The threatening tone of his voice and likelihood of imminent violence usually did shut us up--at least for a few moments.
Of course, kids will be kids. There were times, that I just couldn't keep my mouth shut -- and the threat became a reality.
I ache now with the memory of his anguish and his anger -- and my own fear and pain. I wish I knew then what I know now. Having practiced meditation for decades, if I could pilot a time machine back through the decades, I'd
gladly give him that moment's peace. This time it would be done out of
compassion not fear. I could have sat in silence with him for a long, long time. Perhaps, I would have been able to give him the peace he yearned for.
Gone Fishing...
Dad loved to fish.
I remember the day I looked out the front window of our apartment and
saw him silhouetted against the sun sparkles of the small lake we lived
on. Surrounded by sun sparkles and blue sky, Dad sat there in his beloved rowboat, fishing pole in hand, a couple of hundred feet offshore. He could sit like that, motionless, surrounded by the stillness of that
lake for a long time, just peering at the red and white bobber. He seemed at peace in those moments.

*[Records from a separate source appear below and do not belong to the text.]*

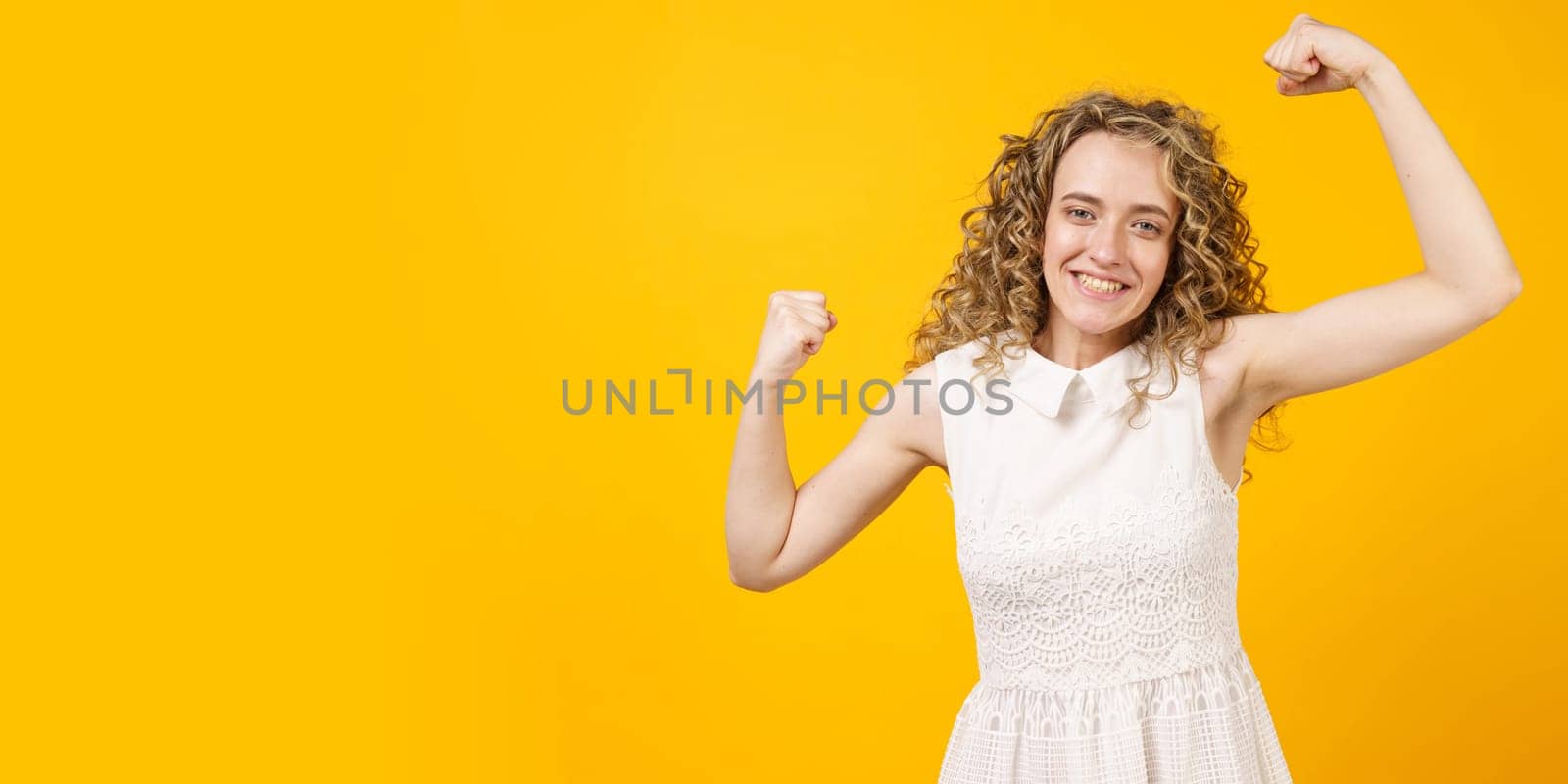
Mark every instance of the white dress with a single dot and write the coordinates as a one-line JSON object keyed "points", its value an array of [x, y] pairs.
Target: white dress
{"points": [[1100, 564]]}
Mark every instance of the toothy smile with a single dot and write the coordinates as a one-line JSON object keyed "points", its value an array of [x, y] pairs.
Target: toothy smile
{"points": [[1095, 284]]}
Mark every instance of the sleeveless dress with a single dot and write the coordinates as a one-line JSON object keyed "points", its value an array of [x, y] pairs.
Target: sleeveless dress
{"points": [[1100, 564]]}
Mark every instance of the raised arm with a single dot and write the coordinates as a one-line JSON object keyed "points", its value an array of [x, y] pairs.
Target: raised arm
{"points": [[773, 530], [1468, 278]]}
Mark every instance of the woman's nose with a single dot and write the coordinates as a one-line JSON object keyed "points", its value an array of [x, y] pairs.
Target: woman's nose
{"points": [[1105, 247]]}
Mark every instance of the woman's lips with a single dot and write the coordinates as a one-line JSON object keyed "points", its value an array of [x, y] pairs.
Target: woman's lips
{"points": [[1094, 294]]}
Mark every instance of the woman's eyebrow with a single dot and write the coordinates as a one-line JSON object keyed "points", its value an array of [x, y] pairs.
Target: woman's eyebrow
{"points": [[1097, 201]]}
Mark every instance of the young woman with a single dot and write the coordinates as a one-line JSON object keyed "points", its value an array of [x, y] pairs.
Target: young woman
{"points": [[1110, 286]]}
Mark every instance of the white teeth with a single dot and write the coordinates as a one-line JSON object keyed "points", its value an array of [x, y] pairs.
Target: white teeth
{"points": [[1097, 284]]}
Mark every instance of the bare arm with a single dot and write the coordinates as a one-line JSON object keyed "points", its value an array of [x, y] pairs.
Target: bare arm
{"points": [[778, 533], [775, 532], [1468, 278]]}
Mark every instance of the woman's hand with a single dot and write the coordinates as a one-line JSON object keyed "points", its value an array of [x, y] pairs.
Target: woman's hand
{"points": [[799, 321], [1316, 57]]}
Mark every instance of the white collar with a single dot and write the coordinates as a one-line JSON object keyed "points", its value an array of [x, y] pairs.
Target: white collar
{"points": [[1043, 383]]}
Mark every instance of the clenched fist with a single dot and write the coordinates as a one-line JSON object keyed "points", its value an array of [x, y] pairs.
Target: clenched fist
{"points": [[1316, 57], [797, 325]]}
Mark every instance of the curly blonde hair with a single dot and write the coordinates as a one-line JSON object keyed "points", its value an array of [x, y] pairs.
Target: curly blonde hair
{"points": [[996, 282]]}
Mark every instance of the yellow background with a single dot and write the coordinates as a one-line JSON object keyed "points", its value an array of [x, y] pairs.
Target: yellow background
{"points": [[292, 289]]}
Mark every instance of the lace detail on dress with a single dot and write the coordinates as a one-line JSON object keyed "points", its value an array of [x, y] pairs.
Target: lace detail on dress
{"points": [[1139, 588]]}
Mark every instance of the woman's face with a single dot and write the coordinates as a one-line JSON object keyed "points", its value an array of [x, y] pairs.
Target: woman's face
{"points": [[1113, 219]]}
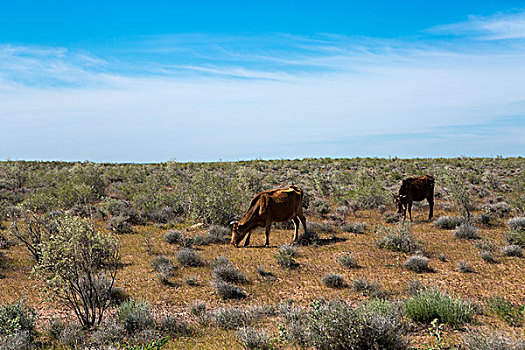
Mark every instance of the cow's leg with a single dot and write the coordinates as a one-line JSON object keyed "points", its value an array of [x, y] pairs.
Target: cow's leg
{"points": [[430, 208], [247, 242], [303, 221], [268, 228], [296, 226]]}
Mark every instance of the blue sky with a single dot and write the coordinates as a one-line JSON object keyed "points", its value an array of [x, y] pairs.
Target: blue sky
{"points": [[207, 80]]}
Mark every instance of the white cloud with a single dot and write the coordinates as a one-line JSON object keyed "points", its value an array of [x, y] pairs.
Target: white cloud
{"points": [[55, 103], [497, 27]]}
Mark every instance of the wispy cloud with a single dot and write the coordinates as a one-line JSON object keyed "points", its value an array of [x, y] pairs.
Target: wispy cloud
{"points": [[497, 27], [210, 97]]}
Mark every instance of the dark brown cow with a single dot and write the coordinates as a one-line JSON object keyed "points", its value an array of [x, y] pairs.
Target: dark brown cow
{"points": [[278, 205], [415, 189]]}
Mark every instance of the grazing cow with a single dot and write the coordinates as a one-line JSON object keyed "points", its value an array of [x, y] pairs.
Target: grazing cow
{"points": [[278, 205], [415, 189]]}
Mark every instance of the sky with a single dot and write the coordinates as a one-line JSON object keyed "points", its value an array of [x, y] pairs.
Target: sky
{"points": [[152, 81]]}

He'd often return to shore afterwards, seemingly in a good mood. He appeared to be calmer,
quieter, more content.
Now, fifty years after his death, it is one of my strongest visual memories of him.
Yet, unfortunately those moments were not all that
common. My dad worked hard at the factory all day, and then, a single
parent, he would prepare dinner before we kids would take over to do the
dishes. Beyond that, he was often in motion, keeping himself busy with other activities as
well. As well as parenting the three (sometimes four) of us, he was a union officer, an avid ham radio operator, an active member of the Loyal Order of Moose, and a boy scout
council commissioner.
Unfortunately, Dad suffered from hypertension, atherosclerosis, and cardiac disease. Longevity wasn't his genetic strong suit. His mother, Vera, had died at age 42. His
father, Harold, had died of heart disease at age 57. To make matters worse, Dad was also a
longtime smoker. And, as we saw above, stress management wasn't his
forte. Driven by his own demons, he lived "with gusto." He worked hard, played hard, and was often uptight. All too often -- especially if he saw "defiance" in our actions -- his violent temper would erupt into his words and actions.
Perhaps predictably, Dad's health began to degrade in his 50's. Finally, after a heart attack, two strokes, and uncontrollable high blood pressure, our family doctor advised dad to finally retire and "just go fishing." At age 59, he did just that. He bought himself a camper and a trailer, and for much of final year and a half of his life, he traveled and fished from coast to coast.
My heart glows with images of the moments of peace he may have experienced as he approached journey's end.